After a final mini-gallery exploring life and death, a modern film plays in a room near the exit. Don't miss it out - I added half as much again to the length of my visit by popping in to watch. The film's called The Houseless Shadow, and was inspired by an essay entitled Night Walks which Dickens wrote during a week-long period of insomnia. His words accompany shots of overnight 21st century London, as its City streets empty and the river flows unwatched. The twenty minute feature is entirely in the right spirit for the man, and for the exhibition, and a highly original artistic touch. You have until 10th June to pay a visit, by which time surely the crowds will have died down. This coming week, however, expect Dickens' popularity to remain undimmed.

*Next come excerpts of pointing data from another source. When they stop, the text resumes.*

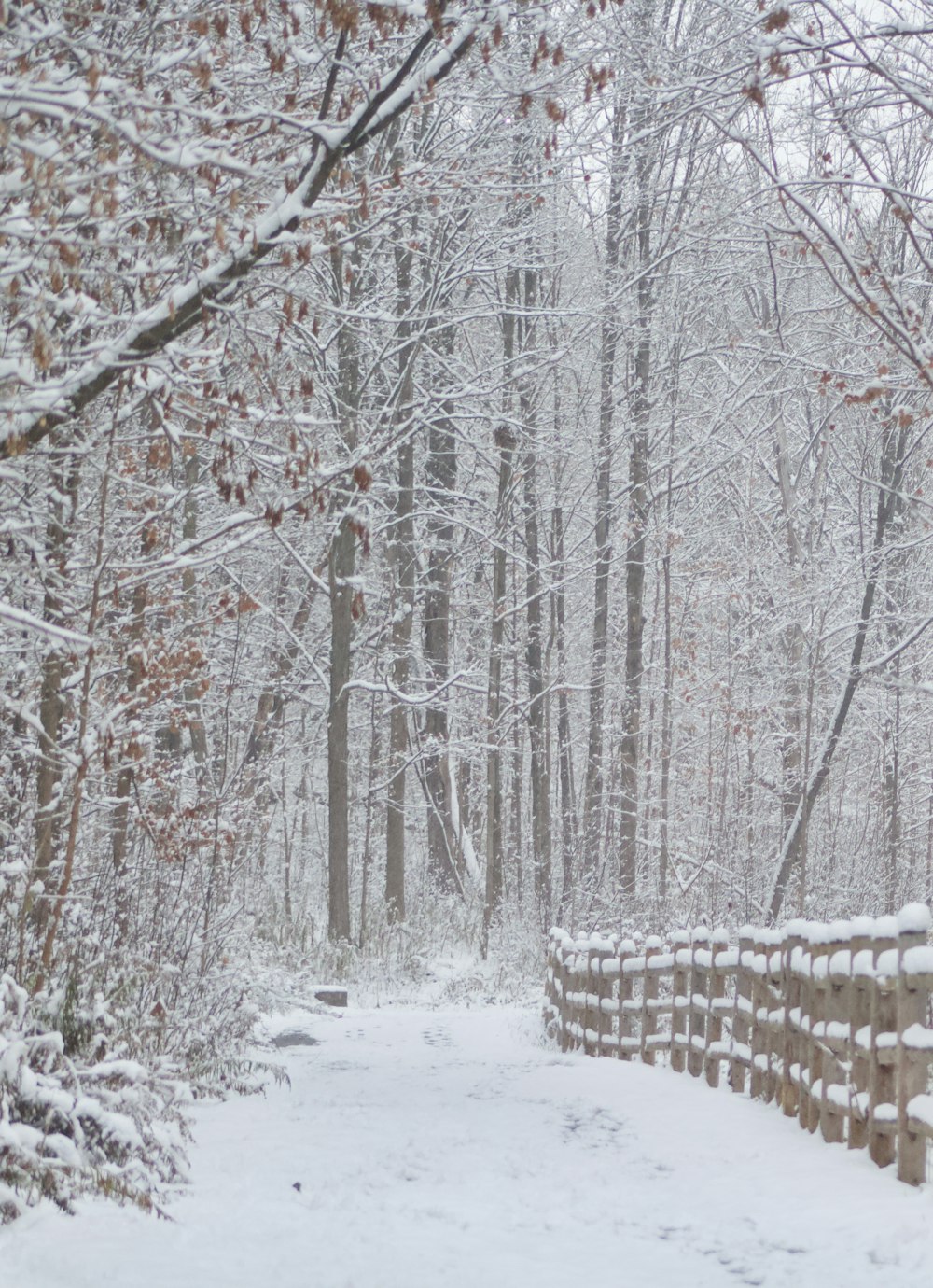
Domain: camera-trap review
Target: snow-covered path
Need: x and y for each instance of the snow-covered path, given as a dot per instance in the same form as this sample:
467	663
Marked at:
451	1148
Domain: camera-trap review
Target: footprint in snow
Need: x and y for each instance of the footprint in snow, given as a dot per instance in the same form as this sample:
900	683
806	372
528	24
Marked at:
438	1037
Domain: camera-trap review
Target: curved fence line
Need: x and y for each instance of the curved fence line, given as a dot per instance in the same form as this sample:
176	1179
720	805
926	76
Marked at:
831	1023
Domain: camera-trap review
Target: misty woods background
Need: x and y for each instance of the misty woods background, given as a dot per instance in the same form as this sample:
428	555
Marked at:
464	467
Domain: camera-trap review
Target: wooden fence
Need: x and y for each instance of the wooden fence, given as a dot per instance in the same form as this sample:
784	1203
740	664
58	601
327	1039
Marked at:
829	1022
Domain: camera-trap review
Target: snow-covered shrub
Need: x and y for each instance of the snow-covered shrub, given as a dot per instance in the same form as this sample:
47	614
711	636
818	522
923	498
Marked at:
71	1125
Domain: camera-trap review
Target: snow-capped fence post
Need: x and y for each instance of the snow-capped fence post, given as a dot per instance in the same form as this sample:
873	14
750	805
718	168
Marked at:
742	1014
775	1017
804	975
833	1104
591	1043
912	1001
648	997
882	1071
818	980
699	1000
626	1043
681	1002
860	1029
603	993
721	966
759	1015
831	1020
790	983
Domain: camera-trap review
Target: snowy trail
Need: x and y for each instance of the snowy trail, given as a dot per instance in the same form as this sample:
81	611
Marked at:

DICKENS 200 A Tale Of One City, Portsmouth Museum (2012)
And while you're in Portsmouth, assuming you are, do pop into the City Museum. It's the big school-like building near the University, where their just-opened Dickens exhibition takes up about half of the ground floor. It reminded me a bit of the Museum of London's exhibition, in that it's mostly a collection of local Victoriana with a few genuine Dickensian artefacts thrown in. Here the special curios are a manuscript of Nicholas Nickleby (pictured), and the cut glass inkwell that was on Charles' desk the day he died. Every museum's got its own bit of that death scene, it seems. And at the other end of the building, as a bonus treat, you'll find a two-room display celebrating the life and works of Sir Arthur Conan Doyle. He wasn't born in Portsmouth but moved here when starting as a GP, and it was during his decade-long practice that he wrote the very first Sherlock Holmes story. With a pair of greats like these, Portsmouth is a city punching above its literary weight.